Abductive Columns

Saturday, November 06, 2004

On Community

Faith communities talk about community as if all are in community but there is some hard-work ahead for those who want to live in genuine community.

M. Scott Peck has outlined some stages groups go through to reach community.

Pseudocommunity—a “stage of pretense” that pretends there are no differences that could cause conflict. Because this stage takes time and work, and is not easy or effortless, may never get beyond this stage.
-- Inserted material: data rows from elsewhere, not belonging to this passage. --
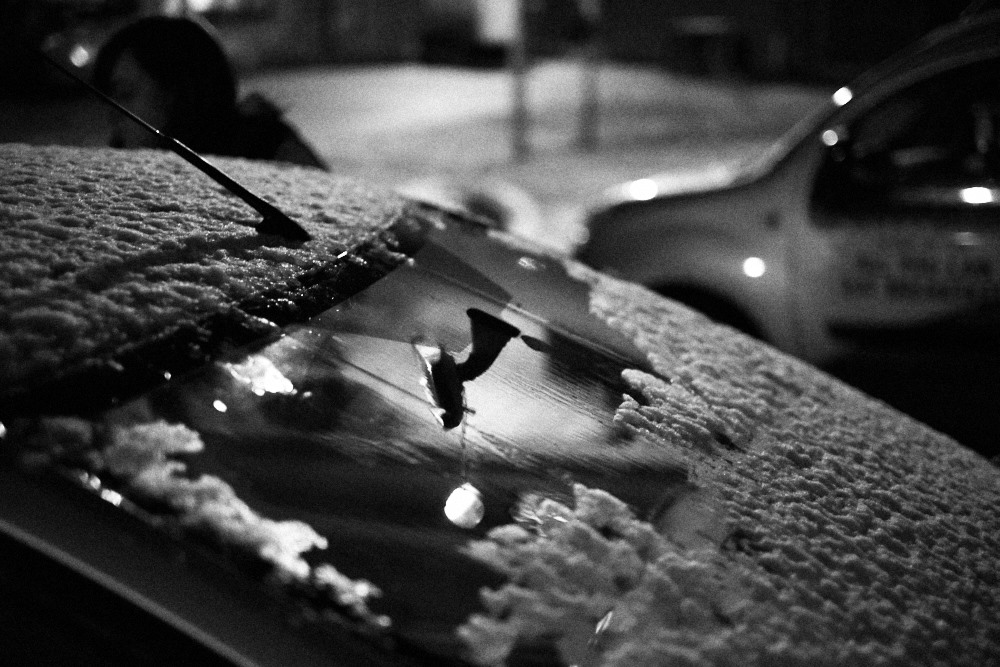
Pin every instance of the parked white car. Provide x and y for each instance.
(871, 231)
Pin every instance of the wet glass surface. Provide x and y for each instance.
(340, 422)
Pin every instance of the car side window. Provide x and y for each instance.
(51, 615)
(927, 146)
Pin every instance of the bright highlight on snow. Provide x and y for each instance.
(464, 506)
(754, 267)
(642, 190)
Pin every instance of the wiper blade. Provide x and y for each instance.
(274, 220)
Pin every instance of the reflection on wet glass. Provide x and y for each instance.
(261, 376)
(336, 424)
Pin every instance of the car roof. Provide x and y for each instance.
(105, 250)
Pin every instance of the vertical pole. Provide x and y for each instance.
(590, 94)
(519, 75)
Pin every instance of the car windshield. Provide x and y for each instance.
(382, 435)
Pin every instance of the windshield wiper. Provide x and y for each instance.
(274, 220)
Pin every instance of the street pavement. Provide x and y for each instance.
(447, 133)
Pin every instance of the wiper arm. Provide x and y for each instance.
(274, 220)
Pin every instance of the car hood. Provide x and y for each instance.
(698, 173)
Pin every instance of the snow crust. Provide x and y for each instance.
(855, 534)
(103, 247)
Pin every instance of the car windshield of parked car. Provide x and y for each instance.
(375, 439)
(932, 144)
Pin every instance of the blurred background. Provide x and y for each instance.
(537, 105)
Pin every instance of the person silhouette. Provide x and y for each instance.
(173, 73)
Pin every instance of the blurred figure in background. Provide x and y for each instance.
(173, 73)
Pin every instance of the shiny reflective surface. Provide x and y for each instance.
(341, 424)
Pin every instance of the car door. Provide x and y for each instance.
(903, 258)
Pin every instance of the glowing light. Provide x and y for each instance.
(79, 56)
(465, 507)
(642, 190)
(842, 96)
(754, 267)
(977, 195)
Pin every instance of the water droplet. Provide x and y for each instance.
(465, 507)
(529, 263)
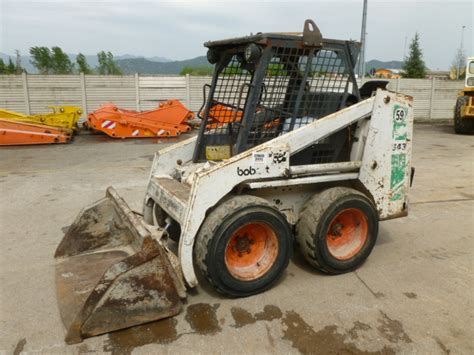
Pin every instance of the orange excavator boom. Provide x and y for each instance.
(168, 120)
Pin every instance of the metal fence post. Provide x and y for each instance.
(433, 85)
(137, 92)
(83, 93)
(188, 90)
(26, 93)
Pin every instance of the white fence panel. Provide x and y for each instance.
(11, 93)
(145, 92)
(154, 89)
(102, 89)
(46, 91)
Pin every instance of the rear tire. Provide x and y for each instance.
(462, 125)
(243, 246)
(337, 230)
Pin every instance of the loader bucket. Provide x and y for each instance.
(113, 273)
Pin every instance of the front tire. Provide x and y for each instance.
(337, 230)
(243, 246)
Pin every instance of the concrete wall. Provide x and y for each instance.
(434, 99)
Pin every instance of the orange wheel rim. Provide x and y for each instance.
(347, 233)
(251, 251)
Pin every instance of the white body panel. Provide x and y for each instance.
(384, 121)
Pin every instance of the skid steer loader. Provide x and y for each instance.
(301, 156)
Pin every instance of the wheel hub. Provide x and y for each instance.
(242, 245)
(251, 251)
(347, 233)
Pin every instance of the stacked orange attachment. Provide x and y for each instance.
(168, 120)
(21, 133)
(220, 115)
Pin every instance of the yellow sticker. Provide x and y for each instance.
(218, 152)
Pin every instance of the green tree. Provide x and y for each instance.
(41, 59)
(61, 64)
(10, 67)
(82, 64)
(18, 68)
(102, 57)
(414, 66)
(107, 65)
(197, 71)
(112, 65)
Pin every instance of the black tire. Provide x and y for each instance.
(462, 125)
(315, 229)
(221, 228)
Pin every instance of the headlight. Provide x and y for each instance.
(252, 53)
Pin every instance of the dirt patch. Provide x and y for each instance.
(442, 346)
(392, 329)
(125, 341)
(20, 346)
(202, 318)
(356, 328)
(242, 317)
(325, 341)
(269, 313)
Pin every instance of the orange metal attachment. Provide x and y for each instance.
(168, 120)
(21, 133)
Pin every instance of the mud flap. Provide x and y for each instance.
(112, 273)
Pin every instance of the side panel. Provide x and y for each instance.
(386, 162)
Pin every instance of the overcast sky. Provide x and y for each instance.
(177, 29)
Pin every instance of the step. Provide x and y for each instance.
(171, 195)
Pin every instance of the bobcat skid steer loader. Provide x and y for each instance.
(296, 154)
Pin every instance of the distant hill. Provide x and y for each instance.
(131, 64)
(146, 66)
(91, 60)
(378, 64)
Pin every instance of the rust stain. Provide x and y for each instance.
(442, 346)
(269, 313)
(125, 341)
(202, 318)
(410, 294)
(242, 317)
(358, 326)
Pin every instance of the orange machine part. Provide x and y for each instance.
(168, 120)
(220, 114)
(20, 133)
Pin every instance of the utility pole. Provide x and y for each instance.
(405, 49)
(362, 40)
(461, 51)
(17, 62)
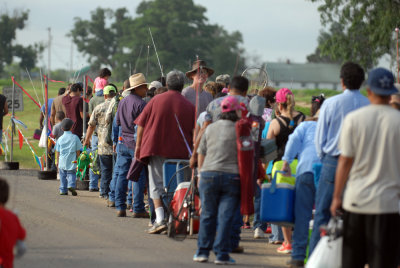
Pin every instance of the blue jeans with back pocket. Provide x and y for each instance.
(323, 198)
(220, 196)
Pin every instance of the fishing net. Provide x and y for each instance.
(258, 79)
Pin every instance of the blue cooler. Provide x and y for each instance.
(277, 202)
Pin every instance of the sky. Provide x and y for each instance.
(272, 29)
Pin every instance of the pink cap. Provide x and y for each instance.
(230, 104)
(280, 96)
(100, 83)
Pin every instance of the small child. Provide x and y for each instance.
(102, 80)
(11, 232)
(68, 148)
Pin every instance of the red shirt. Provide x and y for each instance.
(73, 107)
(161, 134)
(10, 231)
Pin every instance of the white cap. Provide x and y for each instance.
(155, 84)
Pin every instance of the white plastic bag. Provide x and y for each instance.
(327, 254)
(43, 139)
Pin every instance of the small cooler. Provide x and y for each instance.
(277, 202)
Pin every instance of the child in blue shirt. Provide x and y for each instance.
(68, 148)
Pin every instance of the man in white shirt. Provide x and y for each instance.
(369, 163)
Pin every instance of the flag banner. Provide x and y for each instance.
(12, 78)
(21, 139)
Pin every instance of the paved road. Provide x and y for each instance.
(66, 231)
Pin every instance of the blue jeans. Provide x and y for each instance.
(323, 198)
(124, 160)
(67, 179)
(93, 178)
(106, 174)
(219, 195)
(276, 233)
(303, 205)
(257, 223)
(237, 224)
(111, 194)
Chaos—this is when “profound differences” emerge, and chaos follows in the wake of trying to obliterate the differences. This stage can be self-destructive or a retreat to pseudocommunity. It means loss of control—giving up some control for sake of community.

Emptiness—
the “hard, hard work” when members work at getting rid of everything that is in the way of genuine community—“prejudices, snap judgments, fixed expectations, desire to convert, heal, or fix, the urge to win, the fear of looking like a fool, the need to control,” is a slow, painful process that requires open conflict and discussion—people must pass through the pain of intimacy; churches plaster over the pain rather than pass through it; we avoid pain at all cost.

Community—
often comes suddenly and dramatically, in a spirit of peace. “There is more silence, yet more of worth gets said. It is like music. The people work together with an exquisite sense of timing, as if they were a finely tuned orchestra under the direction of an invisible celestial conductor. Many actually sense the presence of God in the room.” Community comes when people feel they can be “real”—they don’t have to like one another but must care about each other.